Per queste ragioni, invitiamo il prossimo 23 dicembre, a 25 anni dalla
strage dei fratelli Savi, a ritrovarci di fronte al cippo che ricorda
quell'eccidio.

Due sono gli appuntamenti:

- ore 12,30 Piazzetta Pasolini (di fronte al cancello del Lumière in
via Azzo Gardino) per chi vuole arrivare in via Gobetti a piedi lungo
il Navile (ci si impiega poco più di un'ora);

- ore 14,00 ritrovo all'ex Fornace Galotti (ingresso solo da Beverara,
Museo del Patrimonio Industriale), al ponticello che scavalca il
Navile. Il Cippo in ricordo delle vittime in via Gobetti è attualmente
chiuso dentro il cantiere della nuova facoltà di Astronomia.


Vogliamo dar vita a un presidio “civile” per riprendere memoria e non
scordarsi della scia di sangue lasciata dai killer in divisa della Uno
Bianca. Per ricordare tutti i lutti provocati e non solo alcuni.

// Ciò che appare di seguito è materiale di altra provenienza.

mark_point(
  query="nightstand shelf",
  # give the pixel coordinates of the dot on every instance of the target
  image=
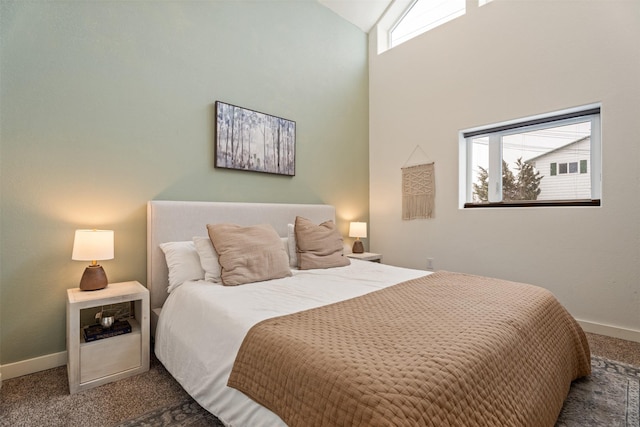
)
(367, 256)
(94, 363)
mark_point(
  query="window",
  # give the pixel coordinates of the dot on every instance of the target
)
(547, 160)
(423, 15)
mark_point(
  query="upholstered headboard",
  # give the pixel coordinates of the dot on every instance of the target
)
(171, 221)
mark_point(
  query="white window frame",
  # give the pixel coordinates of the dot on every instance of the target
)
(424, 26)
(495, 132)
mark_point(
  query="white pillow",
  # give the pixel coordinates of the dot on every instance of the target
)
(183, 263)
(291, 240)
(208, 258)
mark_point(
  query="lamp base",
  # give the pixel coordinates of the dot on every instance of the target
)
(93, 278)
(358, 248)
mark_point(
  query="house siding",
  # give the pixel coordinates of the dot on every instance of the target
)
(563, 186)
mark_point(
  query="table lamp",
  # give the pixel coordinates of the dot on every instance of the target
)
(358, 230)
(93, 245)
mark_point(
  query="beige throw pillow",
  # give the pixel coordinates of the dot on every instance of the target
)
(248, 254)
(318, 246)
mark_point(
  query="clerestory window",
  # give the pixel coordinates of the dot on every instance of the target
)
(423, 15)
(547, 160)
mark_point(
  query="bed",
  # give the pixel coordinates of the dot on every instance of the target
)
(359, 343)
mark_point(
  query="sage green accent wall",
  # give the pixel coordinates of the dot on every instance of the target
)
(105, 105)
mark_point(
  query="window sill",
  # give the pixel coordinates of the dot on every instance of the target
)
(535, 203)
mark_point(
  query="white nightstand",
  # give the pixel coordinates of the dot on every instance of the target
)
(367, 256)
(91, 364)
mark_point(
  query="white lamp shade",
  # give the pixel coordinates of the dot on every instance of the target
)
(358, 229)
(92, 245)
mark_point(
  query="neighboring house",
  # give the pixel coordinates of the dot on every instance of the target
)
(566, 171)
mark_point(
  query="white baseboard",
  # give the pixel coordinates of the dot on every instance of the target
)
(610, 331)
(29, 366)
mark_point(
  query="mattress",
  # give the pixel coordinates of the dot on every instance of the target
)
(203, 324)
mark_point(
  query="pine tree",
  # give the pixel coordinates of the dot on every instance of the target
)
(524, 186)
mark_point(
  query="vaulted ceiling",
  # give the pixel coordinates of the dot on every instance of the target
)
(362, 13)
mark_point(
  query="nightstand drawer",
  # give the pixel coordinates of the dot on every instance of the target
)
(109, 356)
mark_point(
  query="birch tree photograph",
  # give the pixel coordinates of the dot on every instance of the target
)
(254, 141)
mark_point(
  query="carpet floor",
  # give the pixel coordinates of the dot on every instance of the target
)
(609, 397)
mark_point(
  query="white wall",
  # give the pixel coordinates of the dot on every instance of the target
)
(502, 61)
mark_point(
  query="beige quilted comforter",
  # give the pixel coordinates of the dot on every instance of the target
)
(446, 349)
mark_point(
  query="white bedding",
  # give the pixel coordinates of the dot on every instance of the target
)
(202, 325)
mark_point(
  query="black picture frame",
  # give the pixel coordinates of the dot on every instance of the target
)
(253, 141)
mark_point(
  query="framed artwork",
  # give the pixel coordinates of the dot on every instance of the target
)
(253, 141)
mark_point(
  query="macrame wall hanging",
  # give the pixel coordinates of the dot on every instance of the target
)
(418, 189)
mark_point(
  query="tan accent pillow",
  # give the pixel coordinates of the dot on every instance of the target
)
(319, 246)
(248, 254)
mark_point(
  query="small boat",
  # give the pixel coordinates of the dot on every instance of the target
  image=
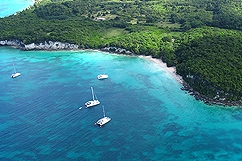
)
(102, 76)
(15, 74)
(94, 100)
(103, 120)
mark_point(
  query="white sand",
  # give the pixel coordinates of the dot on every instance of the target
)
(171, 70)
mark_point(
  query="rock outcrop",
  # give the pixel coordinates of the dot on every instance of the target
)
(42, 46)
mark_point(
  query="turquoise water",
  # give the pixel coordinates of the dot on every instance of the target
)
(152, 118)
(9, 7)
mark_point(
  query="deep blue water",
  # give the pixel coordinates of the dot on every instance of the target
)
(152, 118)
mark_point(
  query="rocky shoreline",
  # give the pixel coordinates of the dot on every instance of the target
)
(41, 46)
(67, 46)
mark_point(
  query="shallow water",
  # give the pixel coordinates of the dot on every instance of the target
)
(9, 7)
(152, 118)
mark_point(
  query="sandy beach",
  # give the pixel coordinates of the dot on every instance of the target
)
(160, 63)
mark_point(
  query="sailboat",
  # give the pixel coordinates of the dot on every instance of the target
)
(103, 120)
(102, 76)
(15, 74)
(94, 100)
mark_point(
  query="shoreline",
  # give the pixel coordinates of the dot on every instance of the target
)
(114, 50)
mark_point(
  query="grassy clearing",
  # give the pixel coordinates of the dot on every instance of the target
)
(114, 32)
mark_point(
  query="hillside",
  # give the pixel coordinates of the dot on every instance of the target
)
(201, 38)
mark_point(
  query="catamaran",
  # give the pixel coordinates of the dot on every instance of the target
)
(102, 76)
(103, 120)
(15, 74)
(94, 100)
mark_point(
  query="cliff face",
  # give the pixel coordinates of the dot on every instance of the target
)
(42, 46)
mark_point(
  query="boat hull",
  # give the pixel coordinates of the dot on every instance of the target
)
(103, 121)
(102, 76)
(92, 103)
(15, 75)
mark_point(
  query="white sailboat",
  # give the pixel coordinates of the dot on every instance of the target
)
(103, 120)
(94, 100)
(102, 76)
(15, 74)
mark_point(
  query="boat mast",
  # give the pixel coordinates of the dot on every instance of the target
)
(103, 112)
(14, 68)
(92, 94)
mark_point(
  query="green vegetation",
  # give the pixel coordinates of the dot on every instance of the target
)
(201, 38)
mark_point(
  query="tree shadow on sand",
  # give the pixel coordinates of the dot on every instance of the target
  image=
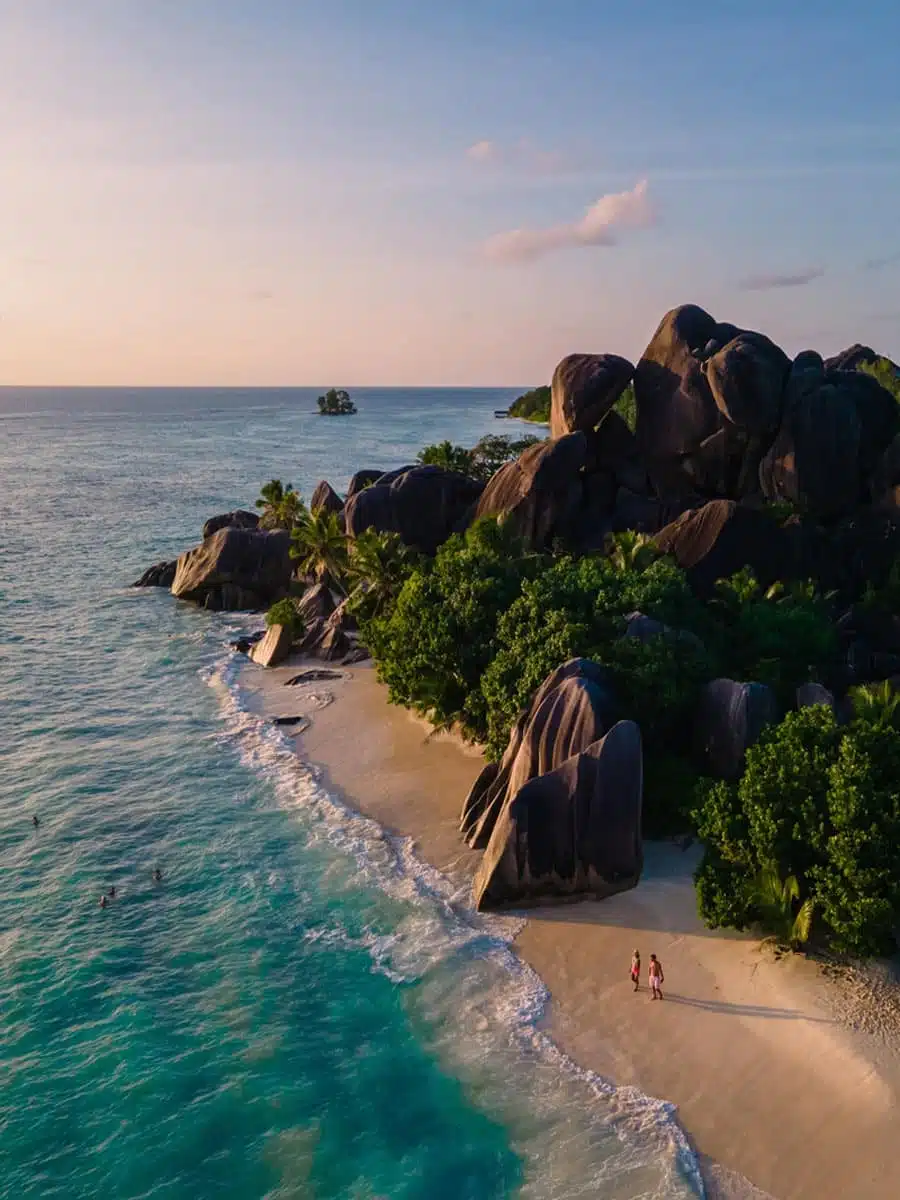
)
(718, 1006)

Perché non vogliamo perdere la memoria delle cose, facendole "uscire
dalla nostra mente".

Resistenze in Cirenaica

* * *

“Resistenze in Cirenaica” è un cantiere culturale permanente, che
organizza serate, laboratori, workshop, campagne civiche. Perché di
storie da raccontare ce ne sono tante e lo si è visto il 27 settembre
2015, quando una brigata di associazioni, centri sociali, fotograf*,
registi* musicist* e varie umanità hanno fatto rivivere, in uno dei
rioni più interessanti e peculiari di Bologna, storie di resistenza al
colonialismo italiano e al nazifascismo. Centinaia di persone, in
quella giornata hanno attraversato il quartiere per il trekking urbano
ai nomi delle vie di Resistenze in Cirenaica e al reading nel giardino
dedicato dal basso al ferroviere anarchico Lorenzo Giusti.

A “Resistenze in Cirenaica” partecipano: Spazi Aperti, Wu Ming, Kai
Zen, Vag61, Compagnia Fantasma, Bhutan Clan, Eat The Rich.